CLEVELAND -- It’s the season of giving, and some of the biggest givers here in Ohio are foundations. The Buckeye State is home to more than 3,600 community, corporate, and private foundations. 

  • Philanthropic groups have large economic footprint throughout state
  • Areas of focus: workforce development, economic growth and the arts
  • Each group decides priorities and funding

Those groups combined to give more than $1.6 billion in 2015, according to the most recent data available from Philanthropy Ohio. But each organization choses their funding priorities differently. According to philanthropy scholar Leslie Lenkowsky, there’s an old saying in the world of foundations.

“If you’ve seen one foundation, you’ve seen one foundation," he said. 

By that, he means each organization is different in deciding what their priorities are and how to support them with their dollars.

Focal areas include a wide slate of goals, including workforce development, creating economic growth, and the arts.

Ohio’s community, corporate, and private foundations have a big economic footprint.

But when a foundation makes a financial commitment to a group or non-profit, what does that move suggest to the community?

“The foundation thinks that the area in which its granting is worth public attention," he said. "Not everybody will agree with that, of course, but it reflects a decision that boards and staffs make that something’s worth funding.”

The Columbus Foundation’s Dan Sharpe said their priorities are set by being responsive to the community’s needs.

For example, the organization recently identified youth homelessness as a focal point.  

More than 1,300 people under the age of 24 reportedly spent time at a homeless shelter in the area in 2017, according to The Columbus Dispatch.

Sharpe said the decision to invest into that issue was based on a three-pronged approach.

“Using research from local entities like the community shelter board all the way up to national entities like HUD," he said. "Then organizational leaders, are these nonprofits being guided by innovative folks that are doing good work that would be investment grade for our donors’ dollars, and then the third factor is less of a science, and less of an art, more happenstance, that the stars are aligning to brining organizations and these causes to the forefront." 

Philanthropy expert Lenkowsky also suggested funding can reveal a deeper look at different approaches organizations are taking to solve communities’ problems.

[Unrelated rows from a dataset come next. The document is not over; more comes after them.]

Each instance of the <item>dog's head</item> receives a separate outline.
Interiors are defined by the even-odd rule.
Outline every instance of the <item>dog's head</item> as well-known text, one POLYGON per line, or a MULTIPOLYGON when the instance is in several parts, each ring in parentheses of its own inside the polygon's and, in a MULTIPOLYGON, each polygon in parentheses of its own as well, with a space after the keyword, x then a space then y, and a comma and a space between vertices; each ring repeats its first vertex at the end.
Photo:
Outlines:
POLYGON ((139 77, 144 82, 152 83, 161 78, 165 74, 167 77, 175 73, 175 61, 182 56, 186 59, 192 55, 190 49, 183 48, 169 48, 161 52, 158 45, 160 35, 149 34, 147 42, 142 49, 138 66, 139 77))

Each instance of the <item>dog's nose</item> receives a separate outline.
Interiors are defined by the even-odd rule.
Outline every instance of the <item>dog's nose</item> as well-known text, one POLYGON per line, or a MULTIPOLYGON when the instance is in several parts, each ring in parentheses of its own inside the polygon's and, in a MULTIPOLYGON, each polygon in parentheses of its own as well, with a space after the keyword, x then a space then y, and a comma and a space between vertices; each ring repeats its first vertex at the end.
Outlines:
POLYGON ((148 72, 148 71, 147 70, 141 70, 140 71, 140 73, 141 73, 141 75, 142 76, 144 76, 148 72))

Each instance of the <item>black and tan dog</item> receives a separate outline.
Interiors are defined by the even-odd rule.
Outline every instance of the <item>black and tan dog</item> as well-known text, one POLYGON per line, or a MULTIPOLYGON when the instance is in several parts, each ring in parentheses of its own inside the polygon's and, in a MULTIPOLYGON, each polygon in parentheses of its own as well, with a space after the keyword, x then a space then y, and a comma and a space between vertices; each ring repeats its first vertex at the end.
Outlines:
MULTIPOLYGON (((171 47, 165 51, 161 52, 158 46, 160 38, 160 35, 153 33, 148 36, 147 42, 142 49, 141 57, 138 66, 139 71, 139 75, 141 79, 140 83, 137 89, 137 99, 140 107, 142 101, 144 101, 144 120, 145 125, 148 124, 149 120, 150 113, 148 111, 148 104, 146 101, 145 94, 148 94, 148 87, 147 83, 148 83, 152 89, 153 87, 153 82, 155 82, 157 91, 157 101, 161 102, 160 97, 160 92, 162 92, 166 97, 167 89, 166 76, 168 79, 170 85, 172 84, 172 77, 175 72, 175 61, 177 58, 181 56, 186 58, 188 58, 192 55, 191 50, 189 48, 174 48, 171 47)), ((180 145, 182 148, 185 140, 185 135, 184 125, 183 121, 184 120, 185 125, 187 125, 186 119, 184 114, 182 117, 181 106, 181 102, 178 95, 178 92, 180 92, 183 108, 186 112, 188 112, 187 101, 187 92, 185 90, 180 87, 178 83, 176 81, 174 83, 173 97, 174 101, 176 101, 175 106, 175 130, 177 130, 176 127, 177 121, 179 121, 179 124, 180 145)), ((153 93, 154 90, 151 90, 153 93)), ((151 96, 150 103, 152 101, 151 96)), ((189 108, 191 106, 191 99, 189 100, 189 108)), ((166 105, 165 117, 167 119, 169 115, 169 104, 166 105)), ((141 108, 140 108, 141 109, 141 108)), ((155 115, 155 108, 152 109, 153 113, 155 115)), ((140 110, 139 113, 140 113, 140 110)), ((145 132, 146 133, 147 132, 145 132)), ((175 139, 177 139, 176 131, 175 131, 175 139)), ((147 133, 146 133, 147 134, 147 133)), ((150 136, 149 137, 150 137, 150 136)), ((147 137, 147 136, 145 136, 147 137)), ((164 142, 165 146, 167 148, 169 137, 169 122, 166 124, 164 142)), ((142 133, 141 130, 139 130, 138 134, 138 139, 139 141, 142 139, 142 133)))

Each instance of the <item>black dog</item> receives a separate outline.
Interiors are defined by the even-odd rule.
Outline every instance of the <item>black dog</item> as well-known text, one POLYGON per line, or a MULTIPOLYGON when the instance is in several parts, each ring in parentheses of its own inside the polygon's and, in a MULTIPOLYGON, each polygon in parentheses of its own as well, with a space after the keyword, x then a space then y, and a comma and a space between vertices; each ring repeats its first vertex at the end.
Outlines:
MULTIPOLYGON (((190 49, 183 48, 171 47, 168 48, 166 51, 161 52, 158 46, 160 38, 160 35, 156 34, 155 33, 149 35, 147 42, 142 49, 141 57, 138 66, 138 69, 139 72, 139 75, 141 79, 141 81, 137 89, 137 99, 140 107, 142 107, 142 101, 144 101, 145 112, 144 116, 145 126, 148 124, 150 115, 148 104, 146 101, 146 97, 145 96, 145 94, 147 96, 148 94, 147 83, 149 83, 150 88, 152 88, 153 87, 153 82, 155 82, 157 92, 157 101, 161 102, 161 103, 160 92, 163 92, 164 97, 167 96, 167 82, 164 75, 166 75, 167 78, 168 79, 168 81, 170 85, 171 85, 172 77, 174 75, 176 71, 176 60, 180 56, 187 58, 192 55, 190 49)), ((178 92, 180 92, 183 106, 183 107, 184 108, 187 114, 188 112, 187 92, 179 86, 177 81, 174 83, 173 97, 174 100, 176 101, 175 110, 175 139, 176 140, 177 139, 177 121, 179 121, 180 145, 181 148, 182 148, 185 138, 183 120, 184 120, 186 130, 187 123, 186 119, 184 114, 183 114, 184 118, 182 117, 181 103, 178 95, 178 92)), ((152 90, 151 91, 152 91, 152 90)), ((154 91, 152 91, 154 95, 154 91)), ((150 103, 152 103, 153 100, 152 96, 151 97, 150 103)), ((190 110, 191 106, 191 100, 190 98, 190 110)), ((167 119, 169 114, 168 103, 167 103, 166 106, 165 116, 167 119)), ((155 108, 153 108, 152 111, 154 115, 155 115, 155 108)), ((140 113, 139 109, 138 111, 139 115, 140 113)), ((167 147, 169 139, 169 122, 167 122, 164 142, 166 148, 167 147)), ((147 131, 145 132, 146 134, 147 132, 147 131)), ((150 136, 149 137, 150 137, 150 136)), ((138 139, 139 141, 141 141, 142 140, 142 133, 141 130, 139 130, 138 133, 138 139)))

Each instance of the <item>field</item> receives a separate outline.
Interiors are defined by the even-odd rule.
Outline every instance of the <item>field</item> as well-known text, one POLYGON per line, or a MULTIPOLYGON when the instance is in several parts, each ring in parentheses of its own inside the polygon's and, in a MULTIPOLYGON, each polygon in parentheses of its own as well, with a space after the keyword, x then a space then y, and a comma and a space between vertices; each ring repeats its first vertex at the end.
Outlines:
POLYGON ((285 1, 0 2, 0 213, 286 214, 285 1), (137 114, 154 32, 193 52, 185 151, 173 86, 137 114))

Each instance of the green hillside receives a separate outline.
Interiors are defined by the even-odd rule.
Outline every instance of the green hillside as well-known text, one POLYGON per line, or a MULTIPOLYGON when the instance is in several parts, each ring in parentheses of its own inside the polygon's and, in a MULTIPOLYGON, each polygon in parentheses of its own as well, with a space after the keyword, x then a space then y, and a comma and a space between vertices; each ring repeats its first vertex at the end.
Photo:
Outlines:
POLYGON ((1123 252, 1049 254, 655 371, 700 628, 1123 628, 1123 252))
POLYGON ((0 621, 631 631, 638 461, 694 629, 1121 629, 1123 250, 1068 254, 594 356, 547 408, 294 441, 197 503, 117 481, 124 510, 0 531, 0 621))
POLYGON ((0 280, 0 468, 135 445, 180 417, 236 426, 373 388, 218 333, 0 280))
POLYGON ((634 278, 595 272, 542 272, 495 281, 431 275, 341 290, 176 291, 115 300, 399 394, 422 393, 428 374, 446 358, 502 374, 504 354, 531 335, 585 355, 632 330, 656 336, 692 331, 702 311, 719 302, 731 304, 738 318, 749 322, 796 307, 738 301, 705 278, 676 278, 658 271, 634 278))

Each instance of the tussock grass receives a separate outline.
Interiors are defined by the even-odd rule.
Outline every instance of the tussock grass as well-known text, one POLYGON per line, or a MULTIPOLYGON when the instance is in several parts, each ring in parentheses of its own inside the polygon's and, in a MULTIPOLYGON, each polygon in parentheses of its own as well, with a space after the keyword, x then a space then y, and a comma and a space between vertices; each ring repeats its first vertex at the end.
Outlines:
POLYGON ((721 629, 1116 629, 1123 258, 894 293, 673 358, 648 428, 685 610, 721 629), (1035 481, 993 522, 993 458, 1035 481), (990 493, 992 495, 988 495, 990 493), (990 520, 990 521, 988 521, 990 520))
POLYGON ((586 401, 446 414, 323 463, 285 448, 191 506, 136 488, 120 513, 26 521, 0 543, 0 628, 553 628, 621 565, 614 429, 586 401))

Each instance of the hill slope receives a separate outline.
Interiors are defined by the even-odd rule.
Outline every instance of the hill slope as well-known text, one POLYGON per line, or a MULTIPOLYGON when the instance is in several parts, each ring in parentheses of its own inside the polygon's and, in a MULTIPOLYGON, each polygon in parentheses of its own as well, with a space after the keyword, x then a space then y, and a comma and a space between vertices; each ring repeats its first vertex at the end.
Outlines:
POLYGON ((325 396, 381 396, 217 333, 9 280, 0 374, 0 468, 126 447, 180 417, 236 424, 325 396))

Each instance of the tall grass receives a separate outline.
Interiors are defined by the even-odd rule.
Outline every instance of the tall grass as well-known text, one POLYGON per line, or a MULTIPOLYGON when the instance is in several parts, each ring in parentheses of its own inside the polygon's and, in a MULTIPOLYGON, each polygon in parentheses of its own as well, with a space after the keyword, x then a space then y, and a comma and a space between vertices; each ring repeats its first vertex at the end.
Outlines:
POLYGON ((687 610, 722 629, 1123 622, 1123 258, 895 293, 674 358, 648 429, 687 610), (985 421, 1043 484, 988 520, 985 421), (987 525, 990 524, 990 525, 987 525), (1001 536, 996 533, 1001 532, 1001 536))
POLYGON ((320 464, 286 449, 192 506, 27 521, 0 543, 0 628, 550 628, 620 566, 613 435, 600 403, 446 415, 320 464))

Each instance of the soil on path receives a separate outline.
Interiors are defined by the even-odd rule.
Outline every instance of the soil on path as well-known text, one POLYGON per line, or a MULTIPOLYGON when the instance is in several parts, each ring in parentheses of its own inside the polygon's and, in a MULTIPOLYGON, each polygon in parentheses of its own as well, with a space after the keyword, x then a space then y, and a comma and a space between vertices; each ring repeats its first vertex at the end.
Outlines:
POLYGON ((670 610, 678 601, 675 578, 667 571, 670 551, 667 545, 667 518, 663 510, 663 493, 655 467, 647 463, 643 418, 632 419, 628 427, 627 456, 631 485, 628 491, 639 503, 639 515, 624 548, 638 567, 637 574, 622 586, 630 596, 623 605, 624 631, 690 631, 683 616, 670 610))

“For example, if they’re concerned about reading, they may be funding programs that use phonics as a method of teaching reading versus other methods," he said. "That also tells us something about the range of options for dealing with public problems.” 

Literacy is actually an issue the city of Cleveland struggles with.

Sixty-six percent of its adult residents are reportedly functionally illiterate, according to the non-profit Seeds of Literacy. It’s looking at problem areas like that -- along with other potential opportunities for growth -- that the Cleveland Foundation’s Kathy Hallissey said the group keeps in mind as they think of their priorities.

“We’re looking at ways, how can we approve that," she said. "We’ve also noticed that youth don’t have access to employment, so how can we make a difference. So I would say our priorities definitely do reflect the community and what they’re interested in making a difference on, as well." 

But at the end of the day, philanthropy expert Lenkowsky said there’s one thing to keep in mind when following foundations’ funding.

“We can learn a lot from foundations, but we have to be very careful to remember that foundations are just people like the rest of us, people with money," he said. "And they will choose to spend that money in all sorts of ways, just as the rest of us do.”